The work follows regulatory clearance for the service in the US. Seven months earlier, DTC received a no-action letter from the Securities and Exchange Commission allowing the depository to operate a tokenisation service for real-world assets held in custody.

That approval gave the market infrastructure group a way to test tokenisation in a live setting rather than in a closed pilot or proof of concept. The latest trades were designed to reflect real-world use cases and to show that tokenised instruments could be processed with protections and operational standards similar to those used in traditional infrastructure.

"DTCC demonstrated that we can apply the same institutional rigour to tokenisation as we do for traditional assets while continuing to safeguard the integrity and resiliency of the global financial markets," said Frank La Salla, President and CEO of DTCC.

"The DTCC Tokenisation Service will institutionalise tokenised markets on day one and will be a critical enabler of the digital ecosystem of the future, while reinforcing trust, safety and scale in a digital world," La Salla said.

Industry pressure

Large financial groups have spent several years examining whether tokenised securities and other digital representations of assets can cut costs, reduce settlement delays and improve collateral movement. Many of those efforts have remained limited in scope, often due to legal uncertainty, fragmented technology choices, and the difficulty of linking blockchain-based systems to existing market infrastructure.

DTCC occupies a central role in US post-trade processing, giving its experiments unusual weight in the wider market. Its tokenisation work is being developed with an industry working group that has grown to more than 100 members and partners.

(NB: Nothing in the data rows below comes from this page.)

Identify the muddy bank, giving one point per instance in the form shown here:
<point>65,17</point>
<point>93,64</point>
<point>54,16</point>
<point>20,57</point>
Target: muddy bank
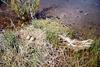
<point>80,14</point>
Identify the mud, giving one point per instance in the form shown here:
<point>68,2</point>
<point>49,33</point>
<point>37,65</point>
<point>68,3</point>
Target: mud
<point>80,14</point>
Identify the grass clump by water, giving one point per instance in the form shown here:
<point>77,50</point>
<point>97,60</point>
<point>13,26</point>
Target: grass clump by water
<point>53,29</point>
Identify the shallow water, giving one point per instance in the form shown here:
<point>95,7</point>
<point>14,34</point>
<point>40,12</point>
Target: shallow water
<point>77,13</point>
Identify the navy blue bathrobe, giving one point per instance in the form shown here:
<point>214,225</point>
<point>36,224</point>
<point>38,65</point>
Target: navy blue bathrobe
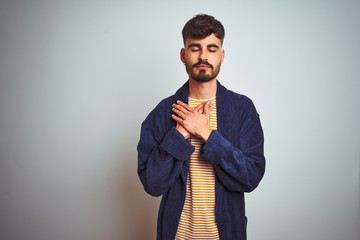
<point>235,150</point>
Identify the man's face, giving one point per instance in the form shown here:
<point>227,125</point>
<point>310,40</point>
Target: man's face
<point>202,58</point>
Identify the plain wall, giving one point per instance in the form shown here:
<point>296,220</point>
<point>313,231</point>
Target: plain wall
<point>77,78</point>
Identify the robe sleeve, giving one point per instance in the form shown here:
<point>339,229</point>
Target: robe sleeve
<point>238,168</point>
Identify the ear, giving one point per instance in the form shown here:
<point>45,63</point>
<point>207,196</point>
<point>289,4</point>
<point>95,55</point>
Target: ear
<point>222,55</point>
<point>182,55</point>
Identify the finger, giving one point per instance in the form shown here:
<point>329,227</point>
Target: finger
<point>200,107</point>
<point>177,119</point>
<point>180,113</point>
<point>187,107</point>
<point>208,107</point>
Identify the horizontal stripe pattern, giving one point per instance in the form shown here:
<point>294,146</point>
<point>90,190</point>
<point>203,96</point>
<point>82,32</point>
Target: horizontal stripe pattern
<point>197,219</point>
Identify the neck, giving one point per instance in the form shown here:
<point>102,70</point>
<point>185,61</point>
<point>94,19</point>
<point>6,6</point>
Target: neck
<point>202,90</point>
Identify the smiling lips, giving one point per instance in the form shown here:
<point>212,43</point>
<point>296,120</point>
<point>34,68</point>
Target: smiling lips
<point>203,65</point>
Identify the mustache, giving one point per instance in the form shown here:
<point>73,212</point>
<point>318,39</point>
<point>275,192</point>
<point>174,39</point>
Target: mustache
<point>203,62</point>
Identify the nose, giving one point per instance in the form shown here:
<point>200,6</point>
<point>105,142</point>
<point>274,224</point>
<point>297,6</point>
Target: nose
<point>203,55</point>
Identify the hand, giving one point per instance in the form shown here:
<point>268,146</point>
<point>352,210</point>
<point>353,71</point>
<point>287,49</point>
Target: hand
<point>194,121</point>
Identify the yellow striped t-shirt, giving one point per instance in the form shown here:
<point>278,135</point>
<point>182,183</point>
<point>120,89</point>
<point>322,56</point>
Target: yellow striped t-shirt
<point>197,219</point>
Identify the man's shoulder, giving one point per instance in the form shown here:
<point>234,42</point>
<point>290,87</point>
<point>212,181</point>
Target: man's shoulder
<point>234,97</point>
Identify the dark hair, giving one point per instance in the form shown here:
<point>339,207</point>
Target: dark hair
<point>201,26</point>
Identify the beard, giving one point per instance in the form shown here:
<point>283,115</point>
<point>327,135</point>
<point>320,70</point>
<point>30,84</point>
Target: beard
<point>202,75</point>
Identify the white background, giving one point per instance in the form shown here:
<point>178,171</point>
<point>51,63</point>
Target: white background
<point>77,78</point>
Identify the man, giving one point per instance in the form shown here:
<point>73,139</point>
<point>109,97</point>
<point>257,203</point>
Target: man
<point>202,148</point>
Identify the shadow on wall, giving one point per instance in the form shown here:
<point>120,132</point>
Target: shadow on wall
<point>138,210</point>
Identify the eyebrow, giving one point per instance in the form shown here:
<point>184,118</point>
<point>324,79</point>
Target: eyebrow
<point>199,45</point>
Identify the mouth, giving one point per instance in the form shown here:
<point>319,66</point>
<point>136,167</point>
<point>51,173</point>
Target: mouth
<point>202,65</point>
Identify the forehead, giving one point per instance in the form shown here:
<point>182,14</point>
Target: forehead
<point>209,40</point>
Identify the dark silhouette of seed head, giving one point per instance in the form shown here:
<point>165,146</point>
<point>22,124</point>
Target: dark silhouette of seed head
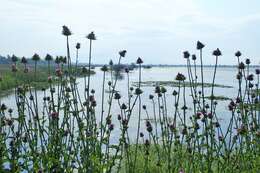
<point>104,68</point>
<point>117,96</point>
<point>14,58</point>
<point>138,91</point>
<point>238,54</point>
<point>78,46</point>
<point>24,60</point>
<point>48,57</point>
<point>194,57</point>
<point>248,61</point>
<point>139,61</point>
<point>217,52</point>
<point>241,66</point>
<point>66,31</point>
<point>257,71</point>
<point>111,62</point>
<point>123,106</point>
<point>180,77</point>
<point>122,53</point>
<point>200,45</point>
<point>36,57</point>
<point>186,54</point>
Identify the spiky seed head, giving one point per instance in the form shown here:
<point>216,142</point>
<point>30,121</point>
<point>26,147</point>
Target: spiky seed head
<point>66,31</point>
<point>91,36</point>
<point>217,52</point>
<point>139,61</point>
<point>194,57</point>
<point>122,53</point>
<point>14,58</point>
<point>78,46</point>
<point>24,60</point>
<point>200,45</point>
<point>36,57</point>
<point>186,54</point>
<point>238,54</point>
<point>48,57</point>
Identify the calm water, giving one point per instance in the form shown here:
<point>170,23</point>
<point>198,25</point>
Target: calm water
<point>224,76</point>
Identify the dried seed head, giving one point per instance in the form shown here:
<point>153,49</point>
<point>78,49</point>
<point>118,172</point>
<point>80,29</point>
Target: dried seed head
<point>66,31</point>
<point>217,52</point>
<point>238,54</point>
<point>200,45</point>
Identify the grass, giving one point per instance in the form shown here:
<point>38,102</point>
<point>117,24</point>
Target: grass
<point>60,130</point>
<point>9,79</point>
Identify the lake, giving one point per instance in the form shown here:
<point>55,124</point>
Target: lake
<point>224,76</point>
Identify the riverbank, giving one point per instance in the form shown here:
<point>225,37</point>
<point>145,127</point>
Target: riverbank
<point>10,79</point>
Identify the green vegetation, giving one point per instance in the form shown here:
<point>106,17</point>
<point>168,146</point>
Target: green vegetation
<point>10,79</point>
<point>60,130</point>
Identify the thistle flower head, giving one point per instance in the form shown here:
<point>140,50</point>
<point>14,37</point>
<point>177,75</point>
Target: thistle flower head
<point>241,66</point>
<point>180,77</point>
<point>48,57</point>
<point>57,60</point>
<point>194,57</point>
<point>257,71</point>
<point>248,61</point>
<point>238,54</point>
<point>217,52</point>
<point>138,91</point>
<point>78,46</point>
<point>104,68</point>
<point>111,62</point>
<point>35,57</point>
<point>24,60</point>
<point>117,96</point>
<point>63,59</point>
<point>123,106</point>
<point>14,58</point>
<point>122,53</point>
<point>186,54</point>
<point>139,61</point>
<point>66,31</point>
<point>91,36</point>
<point>200,45</point>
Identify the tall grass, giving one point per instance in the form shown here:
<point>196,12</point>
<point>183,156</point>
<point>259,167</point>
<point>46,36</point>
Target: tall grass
<point>63,132</point>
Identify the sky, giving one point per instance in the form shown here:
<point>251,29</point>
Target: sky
<point>158,31</point>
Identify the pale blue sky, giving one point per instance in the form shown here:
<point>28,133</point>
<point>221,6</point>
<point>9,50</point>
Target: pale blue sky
<point>156,30</point>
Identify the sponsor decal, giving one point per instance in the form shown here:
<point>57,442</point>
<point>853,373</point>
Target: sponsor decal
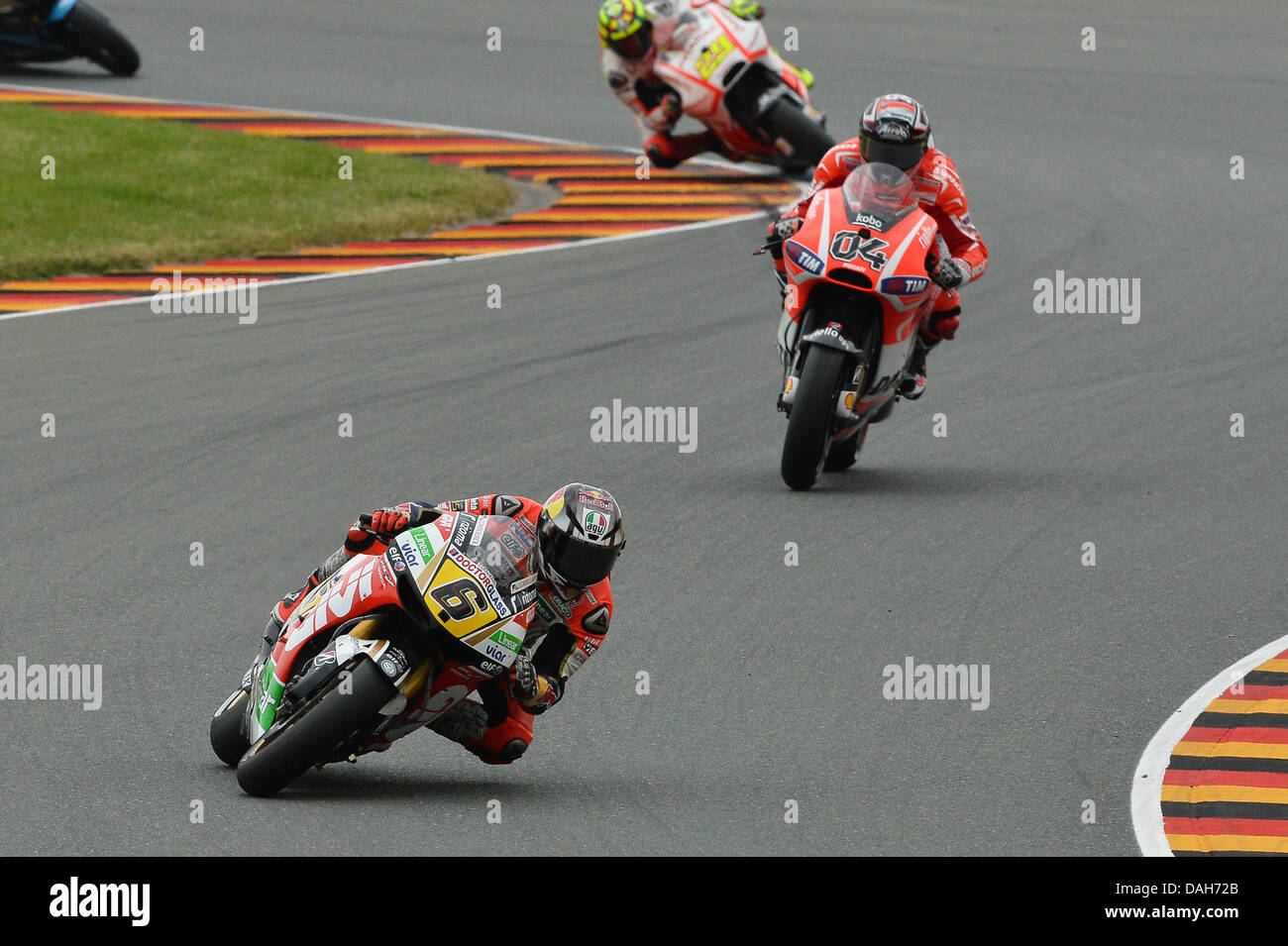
<point>545,610</point>
<point>507,641</point>
<point>513,546</point>
<point>463,532</point>
<point>561,604</point>
<point>423,543</point>
<point>587,498</point>
<point>572,663</point>
<point>395,559</point>
<point>478,573</point>
<point>905,284</point>
<point>803,258</point>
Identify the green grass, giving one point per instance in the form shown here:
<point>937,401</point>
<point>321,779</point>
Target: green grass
<point>132,193</point>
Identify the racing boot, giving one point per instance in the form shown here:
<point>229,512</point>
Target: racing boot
<point>465,722</point>
<point>914,385</point>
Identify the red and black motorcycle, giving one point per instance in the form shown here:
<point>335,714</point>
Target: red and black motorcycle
<point>386,645</point>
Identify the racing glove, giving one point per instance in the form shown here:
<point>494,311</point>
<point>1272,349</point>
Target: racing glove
<point>746,9</point>
<point>381,520</point>
<point>949,274</point>
<point>784,228</point>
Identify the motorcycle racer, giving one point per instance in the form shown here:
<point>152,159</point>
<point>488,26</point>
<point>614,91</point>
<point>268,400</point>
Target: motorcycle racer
<point>631,33</point>
<point>579,536</point>
<point>896,130</point>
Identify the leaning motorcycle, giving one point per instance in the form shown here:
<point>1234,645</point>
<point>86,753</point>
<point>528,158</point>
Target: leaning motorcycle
<point>384,646</point>
<point>858,288</point>
<point>58,30</point>
<point>730,80</point>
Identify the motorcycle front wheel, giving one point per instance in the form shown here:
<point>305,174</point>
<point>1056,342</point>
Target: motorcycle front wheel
<point>88,33</point>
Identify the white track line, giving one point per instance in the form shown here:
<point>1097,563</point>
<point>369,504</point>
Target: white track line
<point>1146,789</point>
<point>750,168</point>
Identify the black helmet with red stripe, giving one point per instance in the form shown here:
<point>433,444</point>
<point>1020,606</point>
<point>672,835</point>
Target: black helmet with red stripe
<point>896,132</point>
<point>580,534</point>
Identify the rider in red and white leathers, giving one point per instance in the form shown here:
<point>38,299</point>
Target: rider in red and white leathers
<point>631,33</point>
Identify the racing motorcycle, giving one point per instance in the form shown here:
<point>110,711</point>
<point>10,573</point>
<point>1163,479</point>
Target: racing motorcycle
<point>857,291</point>
<point>56,30</point>
<point>386,645</point>
<point>730,80</point>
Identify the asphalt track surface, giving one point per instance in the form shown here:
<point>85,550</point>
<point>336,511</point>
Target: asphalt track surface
<point>765,679</point>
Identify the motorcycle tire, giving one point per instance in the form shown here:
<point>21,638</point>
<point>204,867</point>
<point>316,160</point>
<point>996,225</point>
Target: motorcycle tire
<point>810,420</point>
<point>312,734</point>
<point>88,33</point>
<point>844,455</point>
<point>228,730</point>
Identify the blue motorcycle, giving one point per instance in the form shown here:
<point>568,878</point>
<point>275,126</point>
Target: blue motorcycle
<point>34,31</point>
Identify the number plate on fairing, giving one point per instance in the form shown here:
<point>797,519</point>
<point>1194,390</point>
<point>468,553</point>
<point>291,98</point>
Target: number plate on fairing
<point>471,597</point>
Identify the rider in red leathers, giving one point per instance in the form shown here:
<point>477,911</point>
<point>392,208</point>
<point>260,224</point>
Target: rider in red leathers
<point>579,536</point>
<point>897,132</point>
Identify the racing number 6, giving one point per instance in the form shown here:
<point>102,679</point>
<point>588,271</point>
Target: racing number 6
<point>460,598</point>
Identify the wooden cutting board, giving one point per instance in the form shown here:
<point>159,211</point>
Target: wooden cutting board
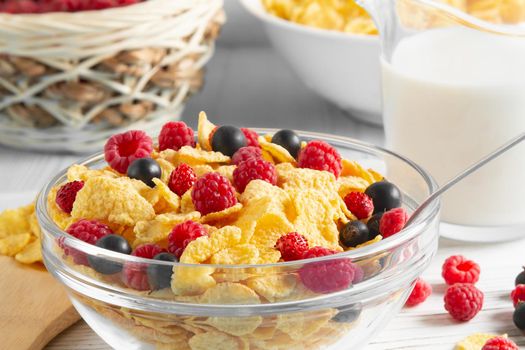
<point>34,307</point>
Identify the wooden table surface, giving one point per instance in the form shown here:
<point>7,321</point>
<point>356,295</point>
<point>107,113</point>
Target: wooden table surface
<point>251,86</point>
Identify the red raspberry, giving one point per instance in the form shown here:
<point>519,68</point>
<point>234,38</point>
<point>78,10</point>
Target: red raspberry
<point>518,294</point>
<point>500,343</point>
<point>326,276</point>
<point>457,269</point>
<point>175,135</point>
<point>245,153</point>
<point>360,204</point>
<point>183,234</point>
<point>182,179</point>
<point>463,301</point>
<point>251,137</point>
<point>213,192</point>
<point>420,293</point>
<point>292,246</point>
<point>392,222</point>
<point>253,169</point>
<point>67,194</point>
<point>135,274</point>
<point>319,155</point>
<point>89,231</point>
<point>122,149</point>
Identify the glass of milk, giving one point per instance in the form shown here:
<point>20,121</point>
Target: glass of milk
<point>453,91</point>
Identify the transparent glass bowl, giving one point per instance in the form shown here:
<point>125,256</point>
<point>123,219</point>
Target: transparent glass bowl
<point>254,306</point>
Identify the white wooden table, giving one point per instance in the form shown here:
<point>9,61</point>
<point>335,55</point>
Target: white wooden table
<point>251,86</point>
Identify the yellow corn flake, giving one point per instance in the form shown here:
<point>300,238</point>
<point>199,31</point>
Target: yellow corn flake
<point>279,153</point>
<point>237,255</point>
<point>475,341</point>
<point>223,215</point>
<point>31,253</point>
<point>193,156</point>
<point>273,287</point>
<point>16,221</point>
<point>226,171</point>
<point>12,245</point>
<point>166,169</point>
<point>113,200</point>
<point>315,218</point>
<point>214,340</point>
<point>168,201</point>
<point>230,294</point>
<point>186,203</point>
<point>201,170</point>
<point>158,229</point>
<point>82,173</point>
<point>268,255</point>
<point>204,130</point>
<point>349,184</point>
<point>270,227</point>
<point>193,281</point>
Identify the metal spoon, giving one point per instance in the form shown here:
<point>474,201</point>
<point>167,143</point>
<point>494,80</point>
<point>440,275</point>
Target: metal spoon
<point>480,163</point>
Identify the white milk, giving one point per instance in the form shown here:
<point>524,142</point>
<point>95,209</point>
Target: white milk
<point>450,97</point>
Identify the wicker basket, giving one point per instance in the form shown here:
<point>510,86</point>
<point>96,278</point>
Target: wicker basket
<point>68,80</point>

Brian Steele, President of Clearing & Securities Services at DTCC, said the production event focused on practical market uses rather than abstract testing.

"DTCC successfully showcased how tokenisation can enable real-time collateral mobility, enhance liquidity and capital efficiency, reduce counterparty risk and support interoperability between traditional and digital ecosystems," Steele said.

"Market participants will soon have the best of both worlds because DTC-tokenized assets maintain the same investor protections, entitlements and ownership rights as traditional securities, all while enabling greater efficiency, programmability and security," he said.a

Launch plans

DTCC said the production milestone sets the stage for the launch of its Tokenisation Service in October 2026. The service is intended to let market participants access tokenised assets without abandoning the legal and operational frameworks used in mainstream securities markets.

Nadine Chakar, Managing Director and Global Head of DTCC Digital Assets, said the company relied on a broad group of market participants when shaping the service.

"Innovation requires collaboration. Because of DTCC's role in global financial markets, we convened key industry participants to help us design the DTCC Tokenization Service," Chakar said.

"DTCC demonstrated that the safest, most direct path to decentralisation runs through trusted financial market infrastructures and that legacy and Web3 ecosystems can coexist without disruption," she said.